Apesar da dor, a família de Keila se sentiu aliviada em ''reencontrá-la''. ''A tortura durante esses últimos dias foi grande, queríamos que ela fosse encontrada logo e que viesse para cá, para prestarmos nossa última homenagem'', disse Antônio Carlos Bressan, pai de Keila.
Bastante emocionado, ele contou que o apoio dos amigos e da família foi comovente durante toda a semana, mas principalmente ontem. Bressan destacou que Keila sempre foi uma pessoa carinhosa e que deu muitas alegrias à família, e que a dor de perdê-la foi muito grande, mas tem certeza de que tudo o que ela tinha que fazer enquanto viveu, ela fez.
Como lição desse acidente, Bressan ressaltou que ficou a certeza de que os pais têm que amar seus filhos e vice-versa. ''Quero dizer aos pais que amem os seus filhos, lhe dêem atenção, carinho, conversem com eles, e que os filhos façam o mesmo. Só nesses momentos é que percebemos como os amamos.
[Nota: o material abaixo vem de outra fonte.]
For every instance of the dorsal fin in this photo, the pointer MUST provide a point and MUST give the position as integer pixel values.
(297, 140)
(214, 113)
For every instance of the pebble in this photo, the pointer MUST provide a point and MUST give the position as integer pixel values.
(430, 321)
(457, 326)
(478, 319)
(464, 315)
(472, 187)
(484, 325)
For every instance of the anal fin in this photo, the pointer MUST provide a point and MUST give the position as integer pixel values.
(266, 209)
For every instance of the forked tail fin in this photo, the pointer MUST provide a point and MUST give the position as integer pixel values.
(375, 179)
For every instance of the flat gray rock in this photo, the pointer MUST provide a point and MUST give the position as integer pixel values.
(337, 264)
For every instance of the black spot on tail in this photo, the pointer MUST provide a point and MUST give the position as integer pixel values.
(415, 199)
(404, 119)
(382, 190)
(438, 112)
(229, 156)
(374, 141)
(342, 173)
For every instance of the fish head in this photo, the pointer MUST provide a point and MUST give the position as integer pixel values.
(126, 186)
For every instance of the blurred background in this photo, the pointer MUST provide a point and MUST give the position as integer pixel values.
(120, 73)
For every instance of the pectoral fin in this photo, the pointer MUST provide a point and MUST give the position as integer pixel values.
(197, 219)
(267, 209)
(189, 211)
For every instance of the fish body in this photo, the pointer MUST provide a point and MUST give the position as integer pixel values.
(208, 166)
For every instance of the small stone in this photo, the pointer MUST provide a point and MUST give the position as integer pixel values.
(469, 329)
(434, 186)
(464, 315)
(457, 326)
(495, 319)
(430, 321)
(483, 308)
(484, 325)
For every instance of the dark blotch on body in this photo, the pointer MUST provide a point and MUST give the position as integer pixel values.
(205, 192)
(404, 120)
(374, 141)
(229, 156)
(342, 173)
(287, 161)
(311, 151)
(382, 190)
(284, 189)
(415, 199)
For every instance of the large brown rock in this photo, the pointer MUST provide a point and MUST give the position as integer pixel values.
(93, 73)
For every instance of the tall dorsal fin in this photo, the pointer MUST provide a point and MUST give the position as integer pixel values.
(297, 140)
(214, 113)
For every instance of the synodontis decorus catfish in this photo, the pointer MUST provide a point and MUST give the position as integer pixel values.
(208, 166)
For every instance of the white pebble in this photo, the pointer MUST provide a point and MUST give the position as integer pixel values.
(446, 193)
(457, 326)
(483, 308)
Eu e minha esposa sempre tivemos essa relação com a Keila e com as nossas outras duas filhas, a Kaísa e a Janaina''. Na quinta-feira, dia 12 de outubro, a família pretende realizar, em Cornélio, uma missa póstuma em homenagem à Keila.
Agora, a família continua orando e esperando por notícias do noivo de Keila, Oscar de Jesus, e da mãe dele, Rute de Jesus, que estavam juntos no vôo. Até o final da tarde de ontem não haviam sido identificados. ''Estamos também preocupados com eles, pois já faziam parte da nossa família'', comentou Bressan.
Segundo ele, o atendimento da Gol aos familiares foi exemplar. ''No início havia uma certa morosidade, informações desencontradas, muita especulação. Mas nos últimos dias deram toda a atenção'', destacou. A irmã da médica, Kaísa Bressan, foi para Brasília no dia seguinte ao acidente, para acompanhar de perto o trabalho de resgate. Por enquanto, a família não pretende entrar com pedido de indenização. ''Na verdade, queríamos nossa filha de volta viva. Mas queremos que seja feita uma investigação apurada para saber se o acidente foi causado por falha mecânica ou humana. Ninguém traz os 154 passageiros de volta, mas o acidente pode servir de exemplo'', completou.